Menace sur Raiffeisen

raiffeisen.jpgL'agence américaine Moody's a donc dégradé la note de Raiffeisen de Aa1 à Aa2, et ramené sa perspective de «stable» à «négative». On n'en fera pas un plat, puisque la notation des engagements du groupe bancaire demeure dans la fourchette des dettes de haute qualité («high grade») et dépasse encore, par exemple, le «A1 / stable» d'une BCV. Par ailleurs, la décote est d'ordre millimétrique: la sous-catégorie 1 signifie  en effet que les titres concernés sont de meilleure qualité que la moyenne de la catégorie considérée, alors que 2 signifie simplement qu'ils sont dans la moyenne.

Mais le signal est clair.

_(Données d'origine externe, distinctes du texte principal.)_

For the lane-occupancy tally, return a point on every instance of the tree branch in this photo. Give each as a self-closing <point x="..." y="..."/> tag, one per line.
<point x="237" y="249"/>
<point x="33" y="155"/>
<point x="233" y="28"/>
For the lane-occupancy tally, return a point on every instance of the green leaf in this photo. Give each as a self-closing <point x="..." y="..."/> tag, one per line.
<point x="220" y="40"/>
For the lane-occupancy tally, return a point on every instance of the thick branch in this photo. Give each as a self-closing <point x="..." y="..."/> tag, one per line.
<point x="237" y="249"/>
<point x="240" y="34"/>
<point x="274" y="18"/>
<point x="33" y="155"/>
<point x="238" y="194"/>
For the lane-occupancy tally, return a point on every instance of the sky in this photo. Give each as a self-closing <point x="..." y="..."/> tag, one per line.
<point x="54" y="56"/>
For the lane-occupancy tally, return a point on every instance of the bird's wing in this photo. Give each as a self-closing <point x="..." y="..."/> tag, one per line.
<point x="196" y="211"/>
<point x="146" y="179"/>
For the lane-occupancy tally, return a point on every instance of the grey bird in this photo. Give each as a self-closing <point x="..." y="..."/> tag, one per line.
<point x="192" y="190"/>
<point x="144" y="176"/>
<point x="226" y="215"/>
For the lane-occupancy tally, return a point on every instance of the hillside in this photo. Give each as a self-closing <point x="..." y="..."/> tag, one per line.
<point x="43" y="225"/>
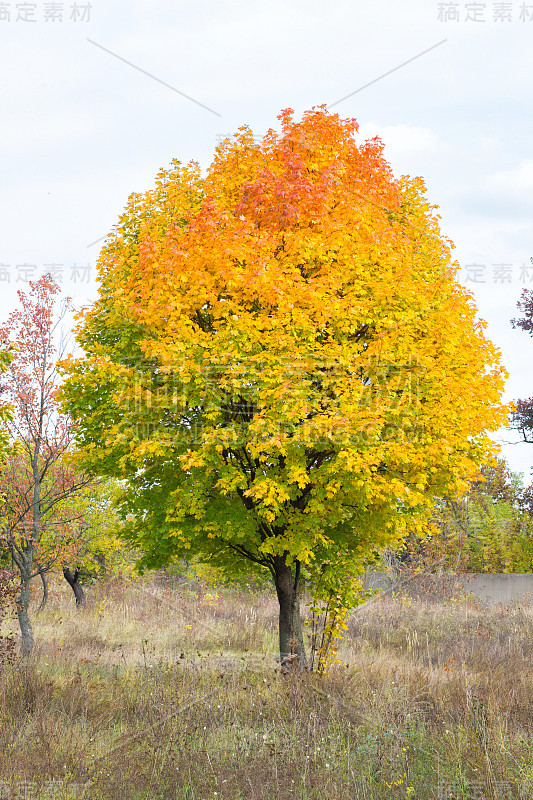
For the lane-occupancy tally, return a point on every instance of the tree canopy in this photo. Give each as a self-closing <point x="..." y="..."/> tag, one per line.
<point x="280" y="363"/>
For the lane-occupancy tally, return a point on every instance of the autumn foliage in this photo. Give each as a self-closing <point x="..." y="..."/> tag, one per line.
<point x="37" y="484"/>
<point x="281" y="364"/>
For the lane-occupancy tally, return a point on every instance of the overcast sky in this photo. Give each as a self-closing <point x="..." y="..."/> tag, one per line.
<point x="448" y="86"/>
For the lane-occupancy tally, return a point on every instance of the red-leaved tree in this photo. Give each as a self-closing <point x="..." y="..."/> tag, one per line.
<point x="39" y="486"/>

Un environnement économique plus difficile, des taux d'intérêt maintenus pour les raisons que l'on sait à des niveaux anormalement bas, une concurrence accrue entre banques se disputant les affaires de crédit hypothécaire sur un marché immobilier extrêmement tendu par endroits, tout cela fait que les banques vivant principalement du produit des opérations d'intérêts se trouvent exposées à des risques de crédit et de taux qui deviennent préoccupants.

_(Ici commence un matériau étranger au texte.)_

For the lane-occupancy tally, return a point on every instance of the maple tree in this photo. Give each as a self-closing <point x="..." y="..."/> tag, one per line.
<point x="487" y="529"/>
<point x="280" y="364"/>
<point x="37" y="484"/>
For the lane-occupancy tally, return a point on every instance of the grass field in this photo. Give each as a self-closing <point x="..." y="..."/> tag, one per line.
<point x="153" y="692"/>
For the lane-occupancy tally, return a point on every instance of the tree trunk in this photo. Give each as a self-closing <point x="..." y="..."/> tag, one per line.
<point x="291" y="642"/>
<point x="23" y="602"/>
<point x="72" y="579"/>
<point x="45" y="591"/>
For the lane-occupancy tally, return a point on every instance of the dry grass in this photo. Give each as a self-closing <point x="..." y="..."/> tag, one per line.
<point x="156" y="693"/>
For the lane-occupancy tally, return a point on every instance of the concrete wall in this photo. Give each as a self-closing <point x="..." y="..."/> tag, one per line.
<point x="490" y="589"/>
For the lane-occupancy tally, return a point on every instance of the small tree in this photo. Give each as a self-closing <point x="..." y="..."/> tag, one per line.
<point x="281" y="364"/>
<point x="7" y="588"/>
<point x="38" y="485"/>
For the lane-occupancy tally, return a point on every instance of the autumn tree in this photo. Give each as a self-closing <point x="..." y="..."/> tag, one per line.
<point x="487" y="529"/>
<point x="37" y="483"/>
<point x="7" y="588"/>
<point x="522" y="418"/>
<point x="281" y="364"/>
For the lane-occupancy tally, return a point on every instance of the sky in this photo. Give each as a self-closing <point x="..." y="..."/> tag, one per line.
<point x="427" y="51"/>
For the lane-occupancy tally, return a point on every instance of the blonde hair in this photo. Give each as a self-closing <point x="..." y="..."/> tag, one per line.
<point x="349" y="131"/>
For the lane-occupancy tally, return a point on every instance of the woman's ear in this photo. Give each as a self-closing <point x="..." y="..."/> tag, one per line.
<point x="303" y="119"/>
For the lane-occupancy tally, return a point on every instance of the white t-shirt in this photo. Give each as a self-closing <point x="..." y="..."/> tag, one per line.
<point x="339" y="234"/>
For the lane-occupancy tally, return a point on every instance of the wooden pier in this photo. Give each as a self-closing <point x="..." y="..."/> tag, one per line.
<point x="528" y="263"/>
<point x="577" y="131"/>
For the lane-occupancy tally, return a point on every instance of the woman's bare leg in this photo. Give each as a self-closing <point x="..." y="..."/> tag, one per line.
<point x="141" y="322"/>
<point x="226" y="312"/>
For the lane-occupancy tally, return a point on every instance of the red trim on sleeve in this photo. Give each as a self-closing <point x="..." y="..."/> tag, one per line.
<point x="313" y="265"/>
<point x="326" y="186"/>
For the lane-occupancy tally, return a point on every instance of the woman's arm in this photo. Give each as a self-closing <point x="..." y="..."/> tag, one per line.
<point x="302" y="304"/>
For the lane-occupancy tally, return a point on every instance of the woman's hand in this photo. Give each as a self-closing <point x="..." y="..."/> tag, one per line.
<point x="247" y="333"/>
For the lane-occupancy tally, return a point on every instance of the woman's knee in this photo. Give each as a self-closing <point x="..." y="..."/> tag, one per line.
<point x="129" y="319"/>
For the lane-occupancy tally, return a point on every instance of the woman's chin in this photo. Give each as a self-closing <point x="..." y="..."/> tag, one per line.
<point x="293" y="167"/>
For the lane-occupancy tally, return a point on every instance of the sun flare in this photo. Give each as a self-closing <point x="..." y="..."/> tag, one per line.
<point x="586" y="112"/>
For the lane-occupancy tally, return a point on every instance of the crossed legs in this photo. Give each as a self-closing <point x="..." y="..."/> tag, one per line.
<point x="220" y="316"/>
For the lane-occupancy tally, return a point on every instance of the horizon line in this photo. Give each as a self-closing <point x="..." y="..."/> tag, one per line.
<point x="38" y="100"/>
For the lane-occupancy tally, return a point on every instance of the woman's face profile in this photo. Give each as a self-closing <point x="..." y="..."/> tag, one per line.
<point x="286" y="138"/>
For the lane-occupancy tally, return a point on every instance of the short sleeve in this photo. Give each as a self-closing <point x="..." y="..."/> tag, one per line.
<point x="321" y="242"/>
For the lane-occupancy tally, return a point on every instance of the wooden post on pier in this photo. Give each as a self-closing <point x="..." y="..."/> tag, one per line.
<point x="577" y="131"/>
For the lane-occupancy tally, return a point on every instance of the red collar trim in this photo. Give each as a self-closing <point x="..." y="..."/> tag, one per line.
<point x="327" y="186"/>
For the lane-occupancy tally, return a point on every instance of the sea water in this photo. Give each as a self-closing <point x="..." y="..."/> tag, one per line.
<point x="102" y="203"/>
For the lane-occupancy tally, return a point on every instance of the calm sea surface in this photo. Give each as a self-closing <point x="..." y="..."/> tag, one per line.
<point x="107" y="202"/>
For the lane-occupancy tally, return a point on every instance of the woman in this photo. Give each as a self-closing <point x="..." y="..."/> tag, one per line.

La Banque nationale suisse s'en est d'ailleurs ouverte explicitement dans son dernier rapport de stabilité financière (août 2011) : «Pour faire face à la concurrence intense et persistante, de nombreuses banques ont continué à s'exposer largement au risque de taux d'intérêt afin de limiter la réduction de leurs revenus potentiels. Ce risque a ainsi atteint un nouveau pic dans les banques Raiffeisen».

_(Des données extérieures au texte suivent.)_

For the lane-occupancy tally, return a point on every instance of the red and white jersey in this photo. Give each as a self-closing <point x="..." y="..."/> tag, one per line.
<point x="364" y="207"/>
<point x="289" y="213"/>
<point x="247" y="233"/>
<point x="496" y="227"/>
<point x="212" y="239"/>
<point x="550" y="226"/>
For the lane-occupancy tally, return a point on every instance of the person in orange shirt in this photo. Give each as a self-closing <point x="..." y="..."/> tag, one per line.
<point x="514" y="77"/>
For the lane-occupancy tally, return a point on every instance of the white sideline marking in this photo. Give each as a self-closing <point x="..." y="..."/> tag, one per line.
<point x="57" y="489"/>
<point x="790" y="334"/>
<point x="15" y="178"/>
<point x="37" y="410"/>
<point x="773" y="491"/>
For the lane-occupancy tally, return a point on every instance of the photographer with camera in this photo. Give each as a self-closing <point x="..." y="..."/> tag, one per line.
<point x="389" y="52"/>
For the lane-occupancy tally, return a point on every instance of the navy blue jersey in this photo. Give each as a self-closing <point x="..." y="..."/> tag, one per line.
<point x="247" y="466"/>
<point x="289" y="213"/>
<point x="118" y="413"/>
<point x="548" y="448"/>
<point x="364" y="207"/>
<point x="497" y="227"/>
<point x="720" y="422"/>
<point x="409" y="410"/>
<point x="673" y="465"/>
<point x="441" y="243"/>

Pourquoi ce coup de projecteur sur un groupe fortement décentralisé (puisque composé de 328 banques locales), aux structures coopératives, donc moins soumis, en principe, aux exigences de rendement qu'une banque commerciale ordinaire ? La réponse est en partie contenue dans la question.

Moins intégré verticalement que les acteurs majeurs du marché bancaire helvétique auxquels il aime à se comparer, le groupe Raiffeisen n'en possède pour cette raison ni l'efficience (les chiffres le montrent), ni la capacité à mobiliser dans l'instant le même coussin de fonds propres en cas de problème, coussin dont une partie est constituée des engagements de versement supplémentaire de tous les sociétaires. Par ailleurs, la croissance rapide des affaires du groupe - qui avait été l'un des principaux, sinon le principal bénéficiaire de l'hémorragie de fonds dont UBS avait souffert en 2008 et 2009 - l'a propulsé à un niveau exigeant des compétences technologiques et humaines qu'il ne lui est pas facile de réunir en si peu de temps.

Cela étant, l'avertissement de la BNS vaut aussi pour les banques régionales et certaines banques cantonales, tout autant exposées aux risques de remontée des taux d'intérêt, et dont le sauvetage in extremis après l'éclatement de la bulle immobilière à la fin des années 80 est encore dans toutes les mémoires.